One of my most memorable clients is a 15-month old girl who threw tantrums at bedtime. Recently she had begun crying so hard she began breath-holding. One night in particular, she held her breath so long she collapsed. Her mother became so scared she called 911.
The little girl was fine. She woke up moments after collapsing, but it was too late for the 911 call. EMS was already on the way. When they heard the story, the paramedics and the doctors immediately understood what had happened. They had received many cases of breath-holding spells where someone panicked and dialed 911. But there was one funny twist to this story: mom witnessed the entire episode and she swears the baby’s lips did not turn blue before she passed out. She was quite sure the baby stayed her usual (somewhat pale) color throughout.
Of all the “normal things” that can happen to our children, breath-holding spells have got to be the scariest. They are triggered most often by temper tantrums, but they can also occur when the child becomes suddenly frightened, frustrated or any other form of emotional upset.
They cry so hard they actually stop breathing. And anyone who stops breathing long enough will eventually faint from loss of oxygen to the brain. The good news is that as soon as the child faints and falls down, she starts breathing again, and “wakes up” often a moment later. Sometimes the child’s body will jerk briefly, causing witnesses to believe the child is having a seizure. These are myoclonic jerks, not seizures. These fainting spells are not harmful to the child and there are no lasting effects whatsoever.
Here’s the important point: the child is not doing it on purpose! It’s actually very difficult to make oneself pass out purposefully. Certainly no toddler can do it.
I hear a lot of stories from parents of toddlers who perform a consistent bedtime routine, at the same time every evening. But it always seems to end with the toddler dissolving into tears the moment she’s put in the crib, or when a parent leaves the room. In cases like these, the crying has become part of the routine! The toddler (and the parents) know the sequence: dinner, bath, PJs, book, bed, cry… then pick the child up, put her down, more crying, etc. Clearly, this isn’t the bedtime routine anyone wants.
This is the time to sit down and re-think the bedtime routine. Is the toddler really tired enough to go to sleep? It makes sense to keep a log of the number of hours she sleeps. At 15 months, she should be getting a total of 12-14 hours, 11-12 of which happen at night. If the toddler has had an afternoon nap, perhaps late in the afternoon, it could be that she’s not ready to sleep at the prescribed bed-time. In that case I recommend pushing the bedtime routine later in small increments, say 15 minutes at a time.

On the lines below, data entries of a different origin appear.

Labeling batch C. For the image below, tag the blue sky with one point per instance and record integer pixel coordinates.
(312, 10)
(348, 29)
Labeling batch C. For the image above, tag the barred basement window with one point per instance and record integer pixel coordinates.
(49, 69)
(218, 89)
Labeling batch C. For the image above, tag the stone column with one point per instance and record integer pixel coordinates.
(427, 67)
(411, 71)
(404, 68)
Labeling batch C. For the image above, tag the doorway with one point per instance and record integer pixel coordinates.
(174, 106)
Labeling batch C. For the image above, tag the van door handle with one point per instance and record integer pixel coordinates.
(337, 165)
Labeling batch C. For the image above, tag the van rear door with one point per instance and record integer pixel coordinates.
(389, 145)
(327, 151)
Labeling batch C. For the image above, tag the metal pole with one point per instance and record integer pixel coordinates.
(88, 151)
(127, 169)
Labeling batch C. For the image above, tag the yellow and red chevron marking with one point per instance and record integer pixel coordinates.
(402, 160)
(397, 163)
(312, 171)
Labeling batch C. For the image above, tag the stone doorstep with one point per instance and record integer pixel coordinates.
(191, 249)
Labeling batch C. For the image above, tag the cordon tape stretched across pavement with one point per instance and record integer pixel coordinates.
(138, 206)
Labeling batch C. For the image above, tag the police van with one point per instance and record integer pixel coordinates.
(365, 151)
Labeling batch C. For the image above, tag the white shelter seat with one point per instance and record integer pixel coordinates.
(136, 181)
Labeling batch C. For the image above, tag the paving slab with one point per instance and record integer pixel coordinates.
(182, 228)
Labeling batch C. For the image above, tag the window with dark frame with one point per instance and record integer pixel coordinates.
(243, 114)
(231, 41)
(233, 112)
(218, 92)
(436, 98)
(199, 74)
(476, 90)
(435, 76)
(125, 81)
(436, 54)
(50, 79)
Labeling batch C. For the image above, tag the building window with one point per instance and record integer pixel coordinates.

What if there has been too much time between the last nap and bedtime? Perhaps the child is overstimulated (some say “over-tired” – I say it’s the same phenomenon: tired brain). Or the child is overstimulated because her day is just too full of sensory overload? In these cases, it may be time to change things up.
Very often, in the course of a consult, the parents and I can identify some factor that we can adjust, and test to see if it has effect on bedtime tears. Reducing stimulation is easier said than done, but it is often helpful. Paying attention to the child’s diet can be important as well.

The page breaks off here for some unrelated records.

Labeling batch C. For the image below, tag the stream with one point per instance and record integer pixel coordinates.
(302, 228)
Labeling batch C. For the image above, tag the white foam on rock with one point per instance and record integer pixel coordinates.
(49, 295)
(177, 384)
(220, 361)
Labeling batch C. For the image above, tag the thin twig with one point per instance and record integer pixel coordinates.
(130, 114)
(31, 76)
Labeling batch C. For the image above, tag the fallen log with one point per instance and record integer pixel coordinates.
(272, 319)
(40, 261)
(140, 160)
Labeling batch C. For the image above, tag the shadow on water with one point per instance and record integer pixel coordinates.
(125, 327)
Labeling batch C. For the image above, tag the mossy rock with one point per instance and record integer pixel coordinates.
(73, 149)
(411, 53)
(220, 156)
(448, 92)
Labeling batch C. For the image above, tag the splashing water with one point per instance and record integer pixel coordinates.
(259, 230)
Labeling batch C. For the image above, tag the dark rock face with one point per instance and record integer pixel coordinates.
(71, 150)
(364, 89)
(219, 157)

Do you give her juice? You don’t have to. In fact, you shouldn’t! Juice is not fruit, it’s sugar-water. Better to have her drink water. The same goes for sweet cereals and snacks.

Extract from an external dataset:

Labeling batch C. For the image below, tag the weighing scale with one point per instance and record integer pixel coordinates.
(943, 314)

Some children are sensitive to the things that are added to processed foods, such as dyes, flavorings, and other additives. Very few children I know of react badly to real food. By “real” I mean food that resembles the thing that came out of the earth or the livestock pen.
It’s also possible that the toddler may tantrum at bedtime (even to the point of breath-holding), because she knows this will delay bedtime. In cases like these, I recommend that parents become actors. They need to pretend that they are not fazed at all when the child passes out. This isn’t easy to do, and should be considered a last resort. But just as you want to avoid bad sleep associations, you want to avoid convincing the child that breath-holding is an effective way to get you to stay with her. Like any behavior you want to modify, limits setting and enforcement are key to raising a happy, secure child.
Back to the Twist
What about the 15-month old who didn’t turn blue when she fainted from breath-holding?
Because the EMTs took her to the emergency department, she had blood drawn. One test showed that the girl was severely anemic. Anemia is known to be associated with breath-holding spells. She was so anemic that she didn’t have enough red blood cells to turn blue when she passed out!
The anemia in this girl’s case was due to her diet. This girl drank about 40 ounces of whole milk per day. She ate very little or no food. Why should she? She was full of milk! In about 40% of infants, drinking cow’s milk causes them to lose small amounts of blood through their gut. Since this girl drank only cow’s milk, she became profoundly anemic as a result.
This girl’s anemia, and her breath-holding spells, were cured by taking her off milk and giving her an iron supplement.
So this breath-holding story had a happy ending. Virtually all of such stories do. The behavior goes away in a few months. If you have any questions or concerns about breath-holding, or if you are having a difficult time managing these episodes, consult your pediatrician.